A good casualty evacuation system ensures that a patient is taken to similar or progressively higher levels of medical care during their journey. STP’s surgical capability forward in the battle space has almost certainly saved this soldiers life, but its gains may have been futile if a complication occurs in the evacuation process and the attending clinician in unable to fix the problem.
So, what are the options? On HAMEL 2018 members of STP heard one proposal for how this could be improved. It is based on a project known as the Sea, Air, Land Treatment and Transport (SALTT) model: an Australian Defence Force (ADF) wide asset that provides the level of specialist doctors and equipment needed to perform these difficult patient transfers across all domains. It has similarities to UK’s MERT (Medical Emergency Response Team) but one that is shaped to fit with Australian capability and assets. Currently the SALTT is at proposal level.

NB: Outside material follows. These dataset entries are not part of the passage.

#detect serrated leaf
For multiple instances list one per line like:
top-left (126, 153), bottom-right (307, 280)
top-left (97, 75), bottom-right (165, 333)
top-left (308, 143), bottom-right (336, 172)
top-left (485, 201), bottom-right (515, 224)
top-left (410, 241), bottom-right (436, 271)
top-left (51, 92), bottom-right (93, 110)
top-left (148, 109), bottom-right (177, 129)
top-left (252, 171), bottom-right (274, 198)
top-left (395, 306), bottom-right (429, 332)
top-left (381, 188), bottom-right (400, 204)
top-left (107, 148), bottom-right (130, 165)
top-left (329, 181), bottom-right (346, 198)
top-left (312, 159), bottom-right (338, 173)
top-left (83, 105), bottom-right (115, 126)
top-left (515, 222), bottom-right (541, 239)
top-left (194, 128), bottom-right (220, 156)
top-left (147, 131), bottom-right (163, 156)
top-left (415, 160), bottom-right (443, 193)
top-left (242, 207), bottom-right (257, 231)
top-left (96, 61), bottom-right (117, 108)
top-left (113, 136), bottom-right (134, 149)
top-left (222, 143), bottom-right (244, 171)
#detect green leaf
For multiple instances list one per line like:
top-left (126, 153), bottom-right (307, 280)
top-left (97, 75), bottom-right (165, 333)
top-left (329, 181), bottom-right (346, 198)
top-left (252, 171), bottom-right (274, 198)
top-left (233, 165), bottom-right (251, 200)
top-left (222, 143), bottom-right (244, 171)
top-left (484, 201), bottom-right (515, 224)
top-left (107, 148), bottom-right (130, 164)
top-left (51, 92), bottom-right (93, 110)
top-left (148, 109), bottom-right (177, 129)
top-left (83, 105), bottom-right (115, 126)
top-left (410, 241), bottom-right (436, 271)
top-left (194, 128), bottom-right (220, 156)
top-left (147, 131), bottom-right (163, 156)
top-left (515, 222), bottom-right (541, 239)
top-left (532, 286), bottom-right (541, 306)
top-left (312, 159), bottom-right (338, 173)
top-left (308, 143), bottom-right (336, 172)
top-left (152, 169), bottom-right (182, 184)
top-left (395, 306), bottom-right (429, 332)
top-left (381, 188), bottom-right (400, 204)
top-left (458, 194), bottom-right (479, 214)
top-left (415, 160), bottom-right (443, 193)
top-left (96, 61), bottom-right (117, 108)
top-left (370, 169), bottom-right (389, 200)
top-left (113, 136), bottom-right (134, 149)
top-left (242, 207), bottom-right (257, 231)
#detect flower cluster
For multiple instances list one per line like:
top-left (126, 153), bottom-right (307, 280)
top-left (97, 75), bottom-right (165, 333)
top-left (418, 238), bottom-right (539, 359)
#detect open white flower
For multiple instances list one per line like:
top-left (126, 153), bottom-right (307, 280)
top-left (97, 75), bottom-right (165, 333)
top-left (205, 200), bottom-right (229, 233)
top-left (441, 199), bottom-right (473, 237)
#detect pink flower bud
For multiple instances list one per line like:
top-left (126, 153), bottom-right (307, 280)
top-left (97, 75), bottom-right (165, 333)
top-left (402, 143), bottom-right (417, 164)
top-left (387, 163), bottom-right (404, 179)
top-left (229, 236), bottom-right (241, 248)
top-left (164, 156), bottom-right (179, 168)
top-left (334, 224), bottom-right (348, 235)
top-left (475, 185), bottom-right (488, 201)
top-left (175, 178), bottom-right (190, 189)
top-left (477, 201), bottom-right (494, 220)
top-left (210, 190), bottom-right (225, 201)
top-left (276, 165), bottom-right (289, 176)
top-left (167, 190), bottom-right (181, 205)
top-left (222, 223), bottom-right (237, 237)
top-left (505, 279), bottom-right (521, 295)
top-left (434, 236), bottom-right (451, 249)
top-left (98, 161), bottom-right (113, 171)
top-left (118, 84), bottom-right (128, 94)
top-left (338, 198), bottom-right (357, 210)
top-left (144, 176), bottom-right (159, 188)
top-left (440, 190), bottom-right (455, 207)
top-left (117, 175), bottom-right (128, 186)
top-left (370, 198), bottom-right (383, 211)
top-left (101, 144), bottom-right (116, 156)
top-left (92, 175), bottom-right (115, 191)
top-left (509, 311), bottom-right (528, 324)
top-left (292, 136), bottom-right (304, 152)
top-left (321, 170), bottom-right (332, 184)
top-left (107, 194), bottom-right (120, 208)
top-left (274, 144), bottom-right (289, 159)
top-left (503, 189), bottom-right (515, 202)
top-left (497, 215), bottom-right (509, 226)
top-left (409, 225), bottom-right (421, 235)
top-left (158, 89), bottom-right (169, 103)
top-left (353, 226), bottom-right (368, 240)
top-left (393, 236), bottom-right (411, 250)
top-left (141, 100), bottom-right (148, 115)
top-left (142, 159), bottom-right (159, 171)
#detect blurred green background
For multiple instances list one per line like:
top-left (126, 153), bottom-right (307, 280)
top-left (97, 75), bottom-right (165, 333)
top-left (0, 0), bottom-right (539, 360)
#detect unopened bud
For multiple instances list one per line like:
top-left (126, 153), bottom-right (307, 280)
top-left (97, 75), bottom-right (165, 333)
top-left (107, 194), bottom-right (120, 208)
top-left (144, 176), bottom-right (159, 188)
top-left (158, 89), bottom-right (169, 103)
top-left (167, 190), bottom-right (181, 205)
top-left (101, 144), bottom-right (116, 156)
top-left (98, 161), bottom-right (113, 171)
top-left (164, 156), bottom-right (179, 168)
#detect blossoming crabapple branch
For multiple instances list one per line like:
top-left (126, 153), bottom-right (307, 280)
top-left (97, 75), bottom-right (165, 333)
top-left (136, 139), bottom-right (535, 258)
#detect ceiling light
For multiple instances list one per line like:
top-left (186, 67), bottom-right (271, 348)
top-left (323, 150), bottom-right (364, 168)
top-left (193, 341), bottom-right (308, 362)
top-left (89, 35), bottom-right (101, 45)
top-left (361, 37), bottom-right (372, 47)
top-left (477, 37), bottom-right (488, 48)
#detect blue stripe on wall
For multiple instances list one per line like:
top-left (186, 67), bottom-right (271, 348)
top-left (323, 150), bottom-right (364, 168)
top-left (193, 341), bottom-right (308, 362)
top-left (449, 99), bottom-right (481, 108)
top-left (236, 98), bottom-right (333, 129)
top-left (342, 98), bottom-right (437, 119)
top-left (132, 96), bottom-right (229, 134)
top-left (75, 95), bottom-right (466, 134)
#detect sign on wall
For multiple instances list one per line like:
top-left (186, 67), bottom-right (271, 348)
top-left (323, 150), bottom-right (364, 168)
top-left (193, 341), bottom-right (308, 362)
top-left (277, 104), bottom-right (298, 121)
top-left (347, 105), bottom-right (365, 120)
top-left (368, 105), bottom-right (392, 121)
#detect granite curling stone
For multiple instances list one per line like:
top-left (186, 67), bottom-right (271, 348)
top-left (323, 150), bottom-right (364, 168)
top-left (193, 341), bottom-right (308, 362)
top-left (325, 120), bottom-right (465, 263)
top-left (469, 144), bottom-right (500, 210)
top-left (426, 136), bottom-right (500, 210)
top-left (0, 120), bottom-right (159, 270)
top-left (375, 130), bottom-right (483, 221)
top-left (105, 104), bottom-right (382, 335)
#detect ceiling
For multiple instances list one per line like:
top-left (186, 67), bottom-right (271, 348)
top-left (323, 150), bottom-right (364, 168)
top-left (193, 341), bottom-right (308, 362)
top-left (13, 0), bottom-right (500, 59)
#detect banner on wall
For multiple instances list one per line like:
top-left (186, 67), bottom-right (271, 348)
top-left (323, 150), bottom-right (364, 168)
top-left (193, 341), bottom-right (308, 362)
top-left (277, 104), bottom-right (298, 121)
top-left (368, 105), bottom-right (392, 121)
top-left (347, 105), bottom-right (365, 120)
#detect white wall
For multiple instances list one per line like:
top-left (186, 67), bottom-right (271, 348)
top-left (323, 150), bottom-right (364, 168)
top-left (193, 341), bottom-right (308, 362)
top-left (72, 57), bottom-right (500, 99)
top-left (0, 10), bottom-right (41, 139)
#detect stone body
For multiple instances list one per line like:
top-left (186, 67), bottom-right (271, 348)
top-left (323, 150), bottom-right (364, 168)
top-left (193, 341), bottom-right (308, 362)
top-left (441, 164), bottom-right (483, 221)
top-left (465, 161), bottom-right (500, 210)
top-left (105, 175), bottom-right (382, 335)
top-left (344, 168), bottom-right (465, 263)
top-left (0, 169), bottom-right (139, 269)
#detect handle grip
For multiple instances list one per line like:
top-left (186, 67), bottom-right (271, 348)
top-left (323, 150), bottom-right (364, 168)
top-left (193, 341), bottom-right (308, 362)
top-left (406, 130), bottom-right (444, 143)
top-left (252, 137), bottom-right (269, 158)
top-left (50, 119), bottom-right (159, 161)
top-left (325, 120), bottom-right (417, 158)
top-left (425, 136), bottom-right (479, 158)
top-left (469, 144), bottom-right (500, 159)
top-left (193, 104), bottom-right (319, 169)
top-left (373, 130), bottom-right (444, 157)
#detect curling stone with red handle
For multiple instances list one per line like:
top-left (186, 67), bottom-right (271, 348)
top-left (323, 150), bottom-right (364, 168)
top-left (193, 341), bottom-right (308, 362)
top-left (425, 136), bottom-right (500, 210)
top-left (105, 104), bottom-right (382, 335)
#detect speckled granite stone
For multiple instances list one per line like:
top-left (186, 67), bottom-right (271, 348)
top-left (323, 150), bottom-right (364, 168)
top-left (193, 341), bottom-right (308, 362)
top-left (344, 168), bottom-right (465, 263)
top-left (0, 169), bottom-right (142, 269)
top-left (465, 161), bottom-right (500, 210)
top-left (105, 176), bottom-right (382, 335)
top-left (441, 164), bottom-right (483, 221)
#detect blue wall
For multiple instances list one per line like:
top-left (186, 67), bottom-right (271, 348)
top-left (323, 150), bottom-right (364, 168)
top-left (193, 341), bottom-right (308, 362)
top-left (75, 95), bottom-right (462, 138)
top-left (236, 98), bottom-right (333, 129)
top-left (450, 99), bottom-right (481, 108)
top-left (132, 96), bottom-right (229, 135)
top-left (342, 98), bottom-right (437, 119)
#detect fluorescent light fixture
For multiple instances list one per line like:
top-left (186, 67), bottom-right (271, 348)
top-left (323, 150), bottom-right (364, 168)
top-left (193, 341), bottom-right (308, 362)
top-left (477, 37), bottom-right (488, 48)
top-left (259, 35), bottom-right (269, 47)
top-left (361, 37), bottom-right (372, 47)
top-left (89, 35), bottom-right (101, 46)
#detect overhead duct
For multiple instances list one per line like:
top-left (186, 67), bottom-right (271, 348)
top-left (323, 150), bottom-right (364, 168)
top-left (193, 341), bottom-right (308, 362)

At present the light surgical component of STP is itself not a recognised capability within the Army; nevertheless, STP is becoming better known within combat brigades and apparently has earnt its own map-marking symbol on brigade commanders’ staff maps. This probably helps reassure leaders that they are meeting their 10-1-2 guidelines¹. However, despite STP’s potential life-saving capability there remains a life-threatening gap in the current evacuation process that is a detriment to the best medical care we can provide our soldiers. Could it be that SALTT is the missing ingredient from our casualty evacuation plan?
About the author: CAPT James Savage is a Medical Officer with 2 GHB and the current General Duties Medical Officer within Shock Trauma Platoon. He spent eight years as an infantry officer prior to changing trades.
- The 10-1-2 time metric is a planning guide only. It helps determine the structure of the joint trauma system on operations, including the location of health facilities and evacuation assets.